В одну минуту маленький Миша отскочил от матери и кинулся к своей молоденькой тетке, обхватил ручонками ее колени, прижался к ним кудрявой головенкой и залепетал, глядя на бабку не по-детски серьезными глубокими глазами:
— Не надо, баба, не надо обижать Настю!
— И впрямь, матушка, — вступилась Ксения Ивановна, — не обижай Настюшу… Она словно солнышко майское у нас в терему… Иной раз приедет из царской думы Федор Никитич горазд больно хмурый, а прибегут детки с Настей, зачнут лепетать да смеяться да игры при нем затеят всяческие, глядишь, и прояснится наш ясный сокол. По моему глупому разуму, хошь бы и вовсе Настюше остаться с нами, радехонька была бы!
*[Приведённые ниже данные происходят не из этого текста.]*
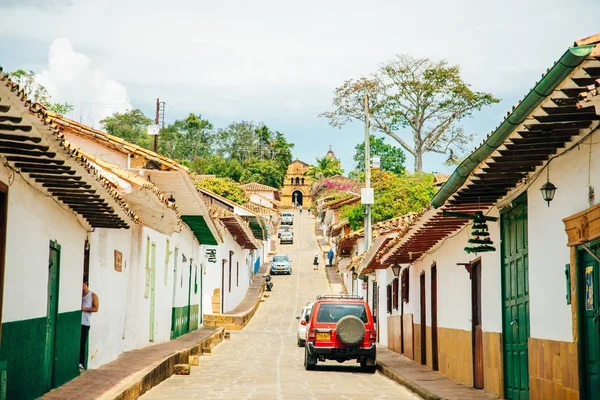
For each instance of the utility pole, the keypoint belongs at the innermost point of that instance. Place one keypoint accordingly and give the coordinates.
(159, 119)
(368, 190)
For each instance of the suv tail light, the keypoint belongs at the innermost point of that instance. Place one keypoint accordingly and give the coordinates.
(372, 336)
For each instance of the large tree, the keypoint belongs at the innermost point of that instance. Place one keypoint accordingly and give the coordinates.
(324, 168)
(37, 92)
(414, 98)
(392, 157)
(131, 126)
(187, 138)
(395, 195)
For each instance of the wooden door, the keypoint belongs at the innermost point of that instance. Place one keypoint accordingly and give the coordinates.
(589, 311)
(476, 328)
(189, 305)
(423, 322)
(434, 348)
(376, 307)
(152, 289)
(515, 301)
(52, 314)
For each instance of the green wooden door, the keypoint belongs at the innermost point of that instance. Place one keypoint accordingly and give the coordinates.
(152, 289)
(189, 307)
(52, 313)
(515, 302)
(589, 311)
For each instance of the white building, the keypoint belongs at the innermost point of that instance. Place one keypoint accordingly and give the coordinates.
(51, 198)
(518, 321)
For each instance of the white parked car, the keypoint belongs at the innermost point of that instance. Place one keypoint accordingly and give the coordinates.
(286, 237)
(287, 218)
(303, 324)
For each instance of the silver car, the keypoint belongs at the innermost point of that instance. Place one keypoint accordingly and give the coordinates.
(303, 324)
(281, 264)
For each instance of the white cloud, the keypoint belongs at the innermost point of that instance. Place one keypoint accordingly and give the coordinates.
(279, 62)
(71, 78)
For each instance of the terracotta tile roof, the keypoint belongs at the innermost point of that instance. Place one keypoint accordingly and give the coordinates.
(70, 126)
(258, 187)
(335, 204)
(200, 177)
(440, 179)
(35, 147)
(275, 202)
(238, 228)
(337, 227)
(259, 209)
(133, 179)
(389, 225)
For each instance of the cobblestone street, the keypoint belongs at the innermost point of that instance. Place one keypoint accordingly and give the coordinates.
(264, 362)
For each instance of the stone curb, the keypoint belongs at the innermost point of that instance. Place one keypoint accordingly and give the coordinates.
(412, 386)
(162, 369)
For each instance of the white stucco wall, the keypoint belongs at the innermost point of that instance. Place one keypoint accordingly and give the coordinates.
(550, 316)
(381, 276)
(33, 220)
(111, 287)
(239, 286)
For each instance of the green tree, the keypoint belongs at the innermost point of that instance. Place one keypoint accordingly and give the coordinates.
(266, 172)
(37, 92)
(225, 187)
(131, 126)
(392, 158)
(219, 166)
(395, 195)
(324, 168)
(187, 139)
(414, 97)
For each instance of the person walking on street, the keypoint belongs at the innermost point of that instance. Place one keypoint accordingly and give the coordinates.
(89, 305)
(330, 255)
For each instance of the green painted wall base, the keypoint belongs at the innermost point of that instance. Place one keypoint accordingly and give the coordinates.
(22, 348)
(179, 320)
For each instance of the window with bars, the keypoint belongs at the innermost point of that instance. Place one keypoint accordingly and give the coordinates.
(395, 293)
(389, 299)
(405, 284)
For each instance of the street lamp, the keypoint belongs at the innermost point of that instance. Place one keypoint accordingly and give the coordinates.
(548, 189)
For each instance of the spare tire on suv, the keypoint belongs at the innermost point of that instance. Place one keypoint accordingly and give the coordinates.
(350, 330)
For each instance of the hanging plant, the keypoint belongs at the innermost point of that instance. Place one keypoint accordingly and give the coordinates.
(480, 235)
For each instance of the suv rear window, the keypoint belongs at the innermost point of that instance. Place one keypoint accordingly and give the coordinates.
(332, 313)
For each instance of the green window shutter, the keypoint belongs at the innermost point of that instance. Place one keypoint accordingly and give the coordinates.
(167, 256)
(147, 287)
(568, 282)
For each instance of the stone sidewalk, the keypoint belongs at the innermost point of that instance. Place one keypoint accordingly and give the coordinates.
(428, 384)
(136, 371)
(238, 318)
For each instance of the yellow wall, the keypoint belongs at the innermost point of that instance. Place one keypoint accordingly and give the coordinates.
(553, 370)
(296, 169)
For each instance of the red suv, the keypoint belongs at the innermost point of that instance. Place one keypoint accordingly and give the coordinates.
(341, 328)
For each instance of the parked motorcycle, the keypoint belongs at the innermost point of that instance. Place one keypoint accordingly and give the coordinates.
(269, 283)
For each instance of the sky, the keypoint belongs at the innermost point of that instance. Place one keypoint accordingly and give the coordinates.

— Бог с тобой, сестрица, девка не соленье какое, чтоб ее в кадушке беречь! — засмеялась княгиня Марфа Черкасская, старшая из сестер Романовых. — Придет ее время, найдется добр молодец, так отдашь поневоле. Так я верно ль говорю, Настя? — добавила она.
Но Настя молчала. Лицо ее пылало от смущения. Глаза потупились в землю.
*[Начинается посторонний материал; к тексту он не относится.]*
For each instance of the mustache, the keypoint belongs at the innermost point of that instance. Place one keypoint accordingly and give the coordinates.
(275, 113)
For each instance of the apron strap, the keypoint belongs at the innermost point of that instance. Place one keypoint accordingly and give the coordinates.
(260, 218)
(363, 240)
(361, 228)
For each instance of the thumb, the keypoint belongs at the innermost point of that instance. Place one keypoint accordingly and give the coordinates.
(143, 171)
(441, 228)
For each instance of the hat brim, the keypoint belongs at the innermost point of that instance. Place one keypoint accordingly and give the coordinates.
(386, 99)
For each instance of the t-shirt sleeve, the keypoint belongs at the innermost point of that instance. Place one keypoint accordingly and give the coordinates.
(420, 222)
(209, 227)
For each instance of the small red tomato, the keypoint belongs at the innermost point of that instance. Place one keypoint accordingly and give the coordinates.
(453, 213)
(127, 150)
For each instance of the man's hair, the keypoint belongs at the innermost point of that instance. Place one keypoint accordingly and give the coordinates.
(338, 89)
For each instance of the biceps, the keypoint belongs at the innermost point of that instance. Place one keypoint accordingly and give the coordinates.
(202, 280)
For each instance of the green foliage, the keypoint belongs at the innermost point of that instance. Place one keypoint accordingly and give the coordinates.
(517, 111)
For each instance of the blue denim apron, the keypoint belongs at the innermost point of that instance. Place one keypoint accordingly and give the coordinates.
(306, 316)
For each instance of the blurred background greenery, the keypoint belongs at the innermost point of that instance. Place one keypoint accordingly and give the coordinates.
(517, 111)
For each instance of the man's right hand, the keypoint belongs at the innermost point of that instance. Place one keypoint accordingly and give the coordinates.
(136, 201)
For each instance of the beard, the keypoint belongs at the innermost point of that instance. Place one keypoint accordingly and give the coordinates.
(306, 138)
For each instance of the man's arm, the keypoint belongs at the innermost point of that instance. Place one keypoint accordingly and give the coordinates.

Зато за нее заговорил снова маленький Миша.
— Не отдам тети Насти никому. Моя тетя Настя! — заявил он с таким решительным видом, что все присутствовавшие покатились со смеха, а боярыня-мать схватила на руки мальчика и покрыла его личико горячими поцелуями:
— Желанный мой! Все, кажись, для тебя сделаю, чего ни попросишь, соколок мой ясный!
Вмиг смущенные глаза Насти засверкали лукавыми огоньками. Она быстро метнулась к мальчику, прижала алые губы к его румяной щеке и зашептала ему что-то на ухо, поблескивая глазами.